Je remercie chaleureusement les éditions Stock roman ainsi que Babelio pour cette lecture enrichissante.
Ma chronique :
Dans « La Méthode », l’auteur David Djaïz, qui signe ici son tout premier roman faisant suite à des essais, nous plonge dans la Constantinople du début du XX siècle. C’est sur les bancs du laboratoire de médecine dirigé par Louis Pasteur que le médecin français Paul Remlinger est formé. La médecine française est alors à la pointe de la recherche. Lorsque l’on propose à Paul de diriger l’institut antirabique de la ville de Constantinople en 1910, il lui est difficile de refuser. La cité de Constantinople est envahie par les chiens errants, estimés entre cent et cent cinquante mille. Paul veut participer à la « décanisation », qui vise à éliminer, à exterminer tous ces chiens. Pour Paul, c’est une chance de mettre en pratique ce sur quoi il travaille depuis tant d’années. Mais, très vite, des questions d’éthique le submergent, notamment sur les méthodes employées : les gaz paraissent être la solution la plus simple pour éliminer ces pauvres bêtes. Une horreur qui fait froid dans le dos quand l’on sait qu’un peu plus de trente ans plus tard, ces mêmes gaz seront des outils de mise à mort pour des femmes, des enfants, des vieillards, des hommes… Dans des camps d’extermination. L’auteur s’interroge sur les limites morales de la science. Dans « Oppenheimer », on découvre un scientifique père de la bombe atomique mais surtout partisan de ne pas l’utiliser au risque de créer un monde apocalyptique. Pour Paul, cette expérience d’éradication des chiens à Constantinople, si elle est tolérable sur le papier, ne les plus dans les faits.
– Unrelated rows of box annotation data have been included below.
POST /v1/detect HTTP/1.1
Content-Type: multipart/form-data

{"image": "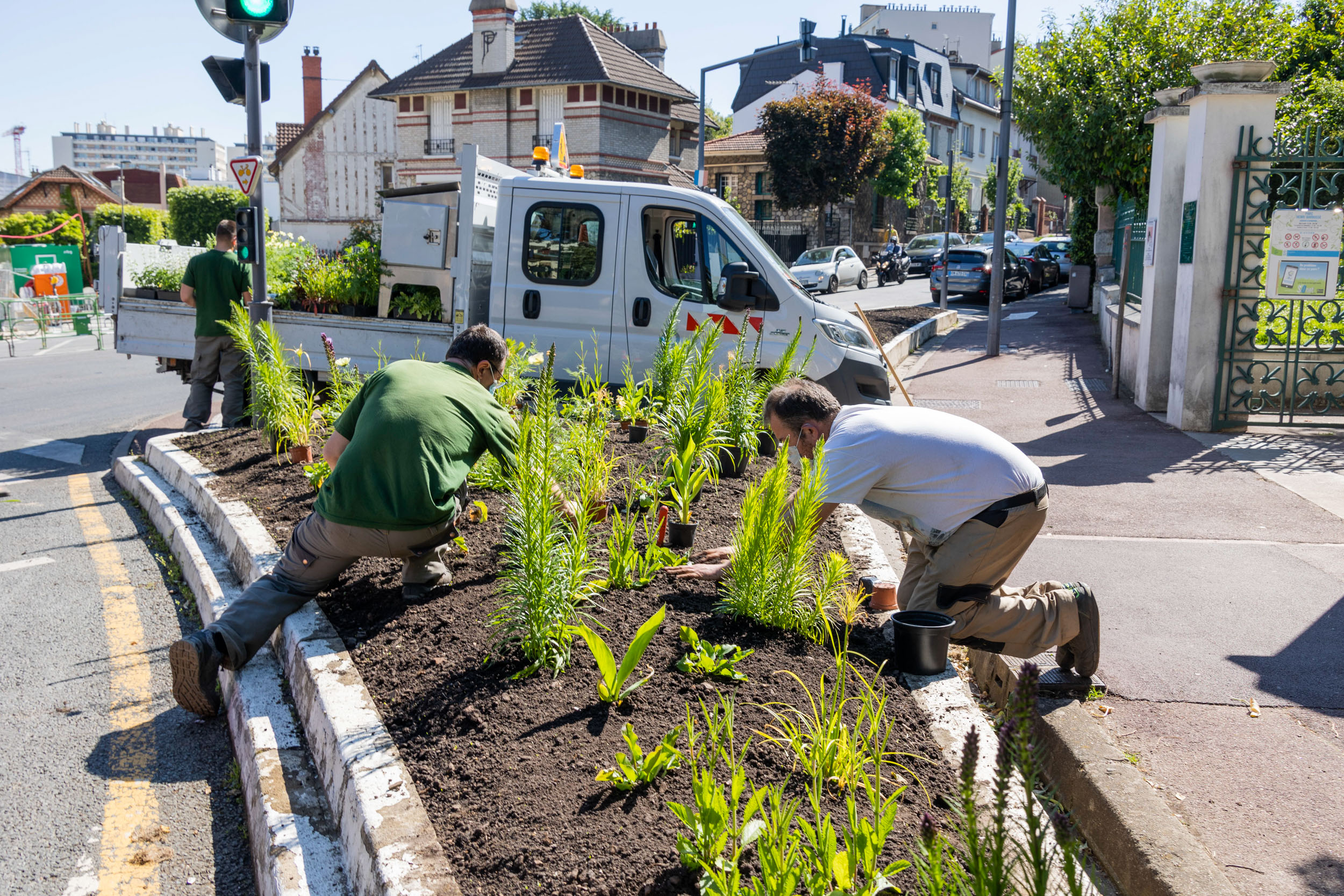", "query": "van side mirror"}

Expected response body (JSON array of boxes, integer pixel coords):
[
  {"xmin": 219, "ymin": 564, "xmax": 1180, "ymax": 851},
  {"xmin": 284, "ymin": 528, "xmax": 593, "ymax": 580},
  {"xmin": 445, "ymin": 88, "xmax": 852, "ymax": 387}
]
[{"xmin": 717, "ymin": 262, "xmax": 780, "ymax": 312}]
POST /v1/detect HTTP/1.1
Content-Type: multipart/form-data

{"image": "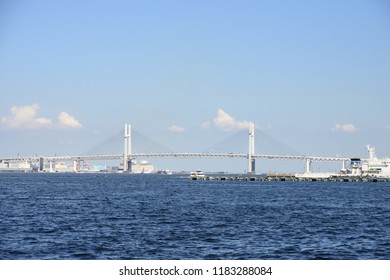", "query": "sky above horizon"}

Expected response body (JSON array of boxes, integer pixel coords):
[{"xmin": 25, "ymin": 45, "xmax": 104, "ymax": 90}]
[{"xmin": 0, "ymin": 0, "xmax": 390, "ymax": 172}]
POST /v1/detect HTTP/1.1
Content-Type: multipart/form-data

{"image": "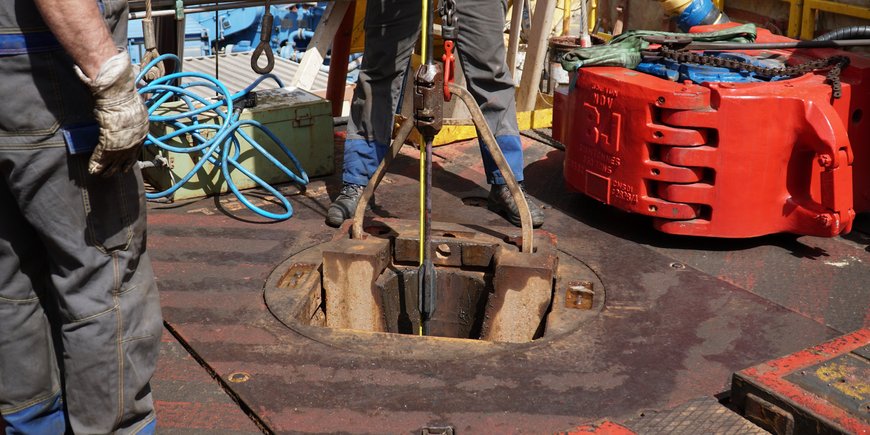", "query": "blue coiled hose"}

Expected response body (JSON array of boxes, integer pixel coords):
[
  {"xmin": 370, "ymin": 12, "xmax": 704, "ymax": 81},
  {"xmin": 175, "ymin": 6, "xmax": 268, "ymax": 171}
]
[{"xmin": 136, "ymin": 54, "xmax": 308, "ymax": 220}]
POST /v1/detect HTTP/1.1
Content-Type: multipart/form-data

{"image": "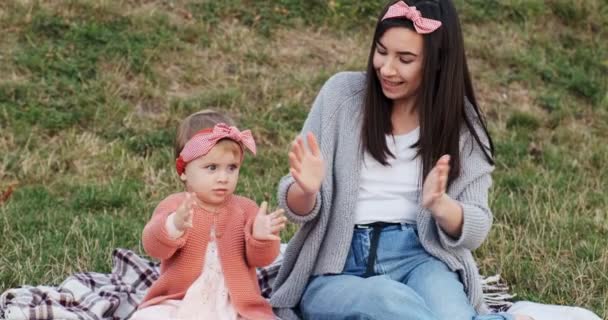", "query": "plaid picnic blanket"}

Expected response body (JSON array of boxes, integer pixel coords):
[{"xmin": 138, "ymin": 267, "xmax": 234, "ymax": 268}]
[{"xmin": 0, "ymin": 245, "xmax": 513, "ymax": 320}]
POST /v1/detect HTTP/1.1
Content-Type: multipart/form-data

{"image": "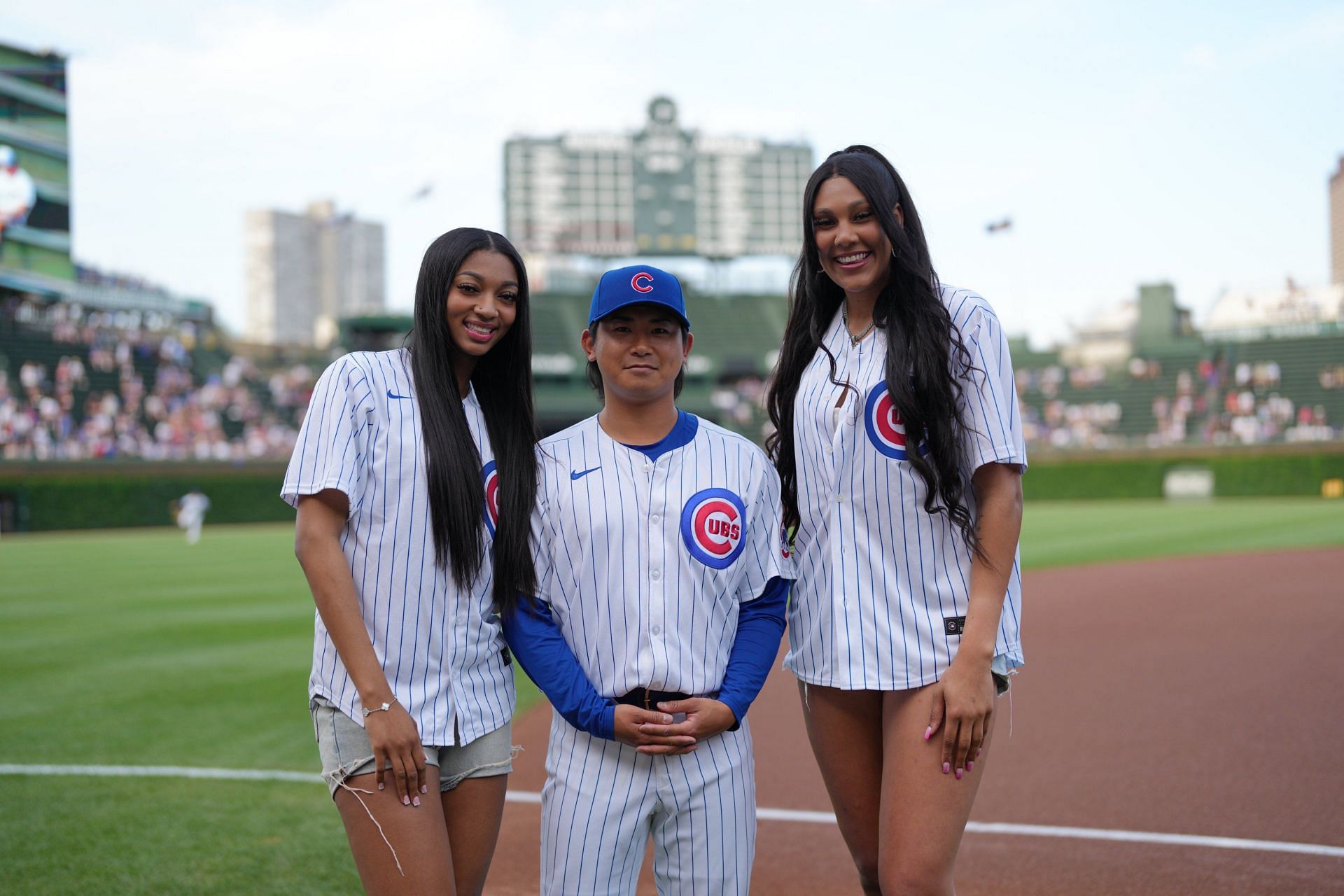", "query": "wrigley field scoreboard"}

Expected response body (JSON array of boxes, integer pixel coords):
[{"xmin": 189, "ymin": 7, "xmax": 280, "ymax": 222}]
[{"xmin": 504, "ymin": 97, "xmax": 812, "ymax": 259}]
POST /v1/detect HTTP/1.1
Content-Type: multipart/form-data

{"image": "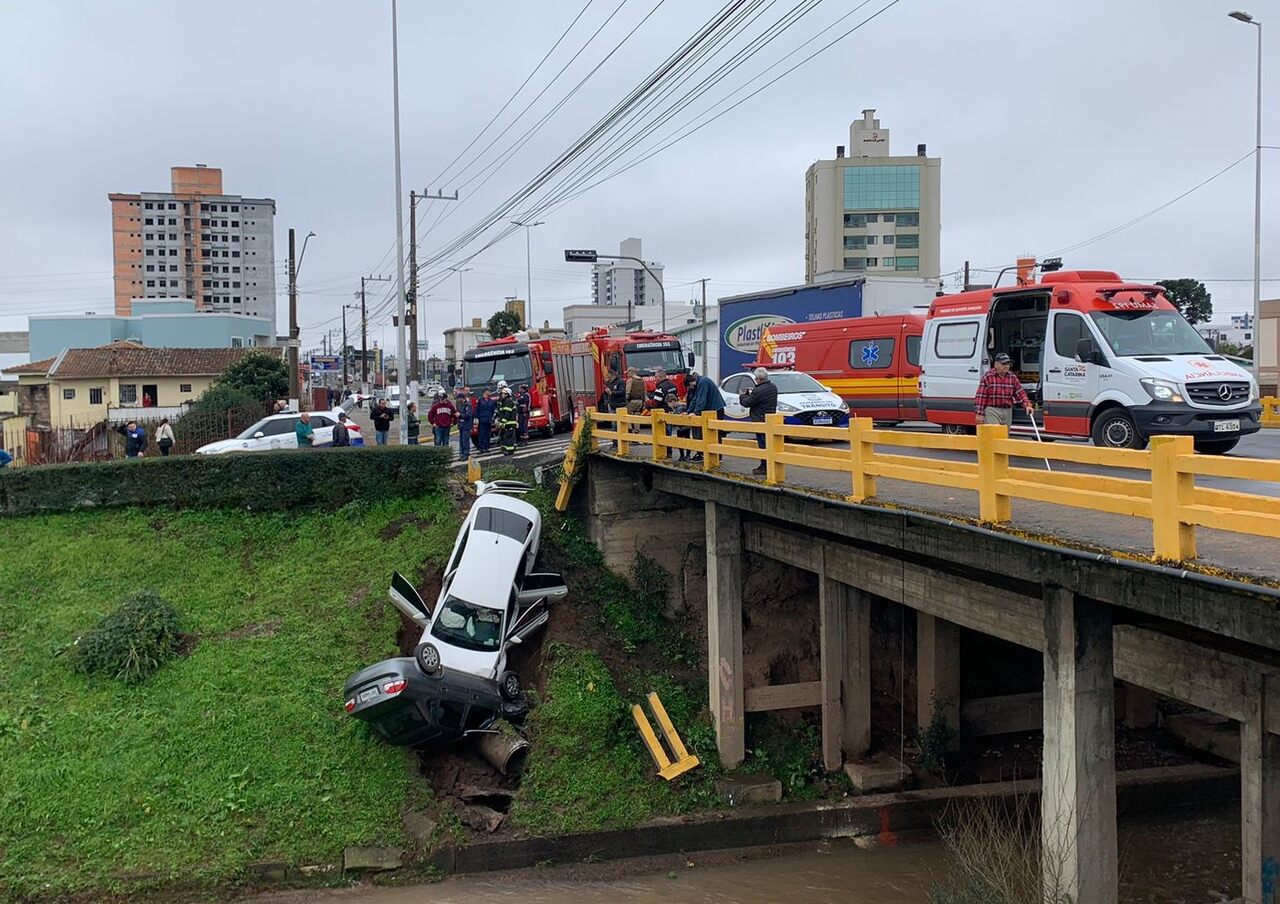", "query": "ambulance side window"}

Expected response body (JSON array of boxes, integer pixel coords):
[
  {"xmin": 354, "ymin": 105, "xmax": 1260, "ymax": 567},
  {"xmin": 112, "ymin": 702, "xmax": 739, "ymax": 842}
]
[{"xmin": 1053, "ymin": 311, "xmax": 1093, "ymax": 361}]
Le style d’écriture est d’une grande clarté et les questionnements soulevés le sont tout autant. Néanmoins, j’ai trouvé parfois trop académique cette histoire qui ne m’a pas passionné. Au final, on obtient un premier roman un peu bancal. C’est très subjectif, bien sûr, car d’autres ont aimé. À vous de vous forger votre propre opinion. « La méthode » est un bon roman, mais ce n’est pas un coup de cœur non plus.
Date de publication : 19 août 2026 ; Éditeur : Stock ; Nombre de pages : 264 p.